Sophie hadn’t realized he was looking at her until he spoke. “What?” His question came in the middle of a haze she was in.
“Supernova,” he replied.
Lately, Sophie had been atypically at ease, which meant to Oliver that she was using up all her willpower to not tumble to the ground or show any indication of weakness. She was stubborn like that—gloriously, delightfully stubborn—and could keep up the act until the end of things if she wanted to. Even though Sophie was determined to make the best of it, Oliver was certain she would explode like a radiator cap under pressure at some point, feared for the day he would hear of it.
“Massive stars die when they have exhausted their burning fuel,” Oliver pointed out, “and the result is a stellar blast that briefly outshines an entire galaxy.”
She laughed. “You’ve been watching way too much Discovery Channel,” Sophie joked, returning her gaze to the sky.

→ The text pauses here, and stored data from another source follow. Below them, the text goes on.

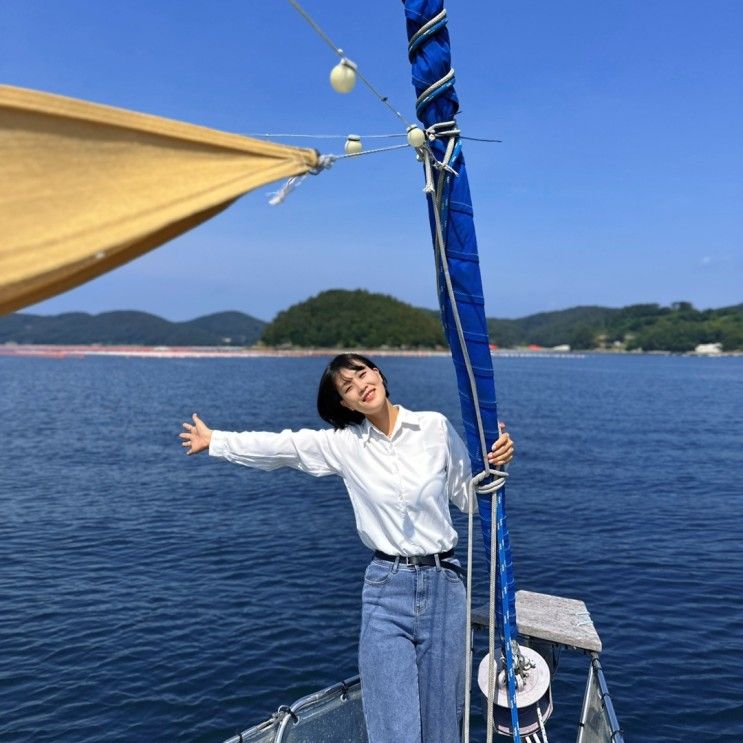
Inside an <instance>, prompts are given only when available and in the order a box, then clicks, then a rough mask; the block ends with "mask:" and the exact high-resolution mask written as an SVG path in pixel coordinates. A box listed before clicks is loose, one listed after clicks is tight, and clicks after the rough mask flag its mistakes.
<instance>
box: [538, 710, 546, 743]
mask: <svg viewBox="0 0 743 743" xmlns="http://www.w3.org/2000/svg"><path fill="white" fill-rule="evenodd" d="M537 717H538V718H539V729H540V730H541V731H542V741H543V743H549V741H548V740H547V728H546V727H545V726H544V718H543V717H542V710H541V709H539V702H537Z"/></svg>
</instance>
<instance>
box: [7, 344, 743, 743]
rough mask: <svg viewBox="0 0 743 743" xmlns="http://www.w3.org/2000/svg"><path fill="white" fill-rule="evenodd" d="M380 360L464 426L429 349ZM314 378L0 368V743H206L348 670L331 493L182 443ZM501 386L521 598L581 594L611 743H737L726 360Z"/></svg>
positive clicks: (285, 413) (578, 700)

“Actually, it was Nova on PBS. But just think, stars give out large amounts of energy and burn and gleam with their diamond brilliance and then… then nothing.”

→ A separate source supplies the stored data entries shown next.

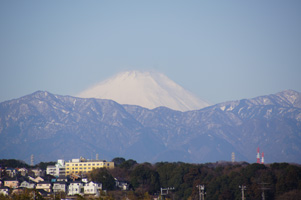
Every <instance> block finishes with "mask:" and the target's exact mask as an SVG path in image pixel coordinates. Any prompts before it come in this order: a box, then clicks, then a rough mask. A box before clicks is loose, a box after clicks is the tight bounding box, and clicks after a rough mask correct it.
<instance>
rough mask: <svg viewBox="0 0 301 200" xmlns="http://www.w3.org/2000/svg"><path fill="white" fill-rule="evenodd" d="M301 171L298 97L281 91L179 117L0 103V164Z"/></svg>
mask: <svg viewBox="0 0 301 200" xmlns="http://www.w3.org/2000/svg"><path fill="white" fill-rule="evenodd" d="M257 147H260V149H261V151H263V152H264V153H265V161H266V162H269V163H271V162H296V163H301V94H300V93H299V92H296V91H292V90H286V91H283V92H280V93H277V94H272V95H267V96H261V97H256V98H253V99H243V100H239V101H231V102H225V103H220V104H216V105H213V106H209V107H206V108H203V109H200V110H194V111H187V112H180V111H175V110H171V109H169V108H166V107H158V108H155V109H147V108H143V107H140V106H135V105H120V104H118V103H116V102H115V101H112V100H102V99H94V98H77V97H71V96H60V95H54V94H51V93H49V92H44V91H38V92H35V93H33V94H30V95H27V96H24V97H21V98H19V99H15V100H10V101H6V102H2V103H0V157H1V158H16V159H22V160H25V161H29V159H30V155H32V154H33V155H34V156H35V160H36V161H49V160H56V159H66V160H67V159H71V158H77V157H80V156H83V157H86V158H95V155H96V154H99V157H100V158H101V159H112V158H114V157H125V158H132V159H135V160H137V161H139V162H145V161H147V162H157V161H170V162H172V161H183V162H190V163H204V162H216V161H218V160H231V153H232V152H234V153H235V159H236V160H237V161H247V162H256V149H257Z"/></svg>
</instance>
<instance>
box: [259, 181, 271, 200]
mask: <svg viewBox="0 0 301 200" xmlns="http://www.w3.org/2000/svg"><path fill="white" fill-rule="evenodd" d="M259 184H260V185H261V187H260V189H261V199H262V200H265V193H264V191H265V190H269V189H270V188H267V187H265V185H268V184H269V183H259Z"/></svg>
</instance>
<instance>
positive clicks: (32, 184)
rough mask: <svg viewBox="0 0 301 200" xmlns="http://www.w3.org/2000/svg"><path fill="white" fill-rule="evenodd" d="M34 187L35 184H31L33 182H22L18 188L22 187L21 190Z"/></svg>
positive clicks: (26, 181)
mask: <svg viewBox="0 0 301 200" xmlns="http://www.w3.org/2000/svg"><path fill="white" fill-rule="evenodd" d="M35 186H36V184H35V183H33V182H31V181H29V182H27V181H23V182H22V183H21V184H20V186H19V187H22V188H28V189H34V188H35Z"/></svg>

Sophie had no idea what hocus-pocus this man said most of the time or how his mind operated. But it was magical; the way it got her thinking about the universe, she supposed she could call it charming. “Okay,” she smiled, “what doomsday point are you trying to prove, Oliver?”
“When a star dies, it shoots out cosmic dust across the universe, and its remains are scattered all over, creating new stars, new solar systems. We are all formed from this rich elemental material. This is our life. This chair. This dock. This lake. You. Me.”
“Stardust,” she says, voice low.
“So, a star died and gave me life, is that what you’re saying?” She glances at him, her eyebrows raised in disbelief. “How tragic.”
“Well, yes. You live because stars died; it’s that simple. It’s not tragic, it’s science. And I wouldn’t just look at it that way. There’s always a different way to see the world.”
“How would you look at it, then?”
“The stars of long ago are physically a part of us. So perhaps, a millennia ago someone may have wished upon a star that you are made of.”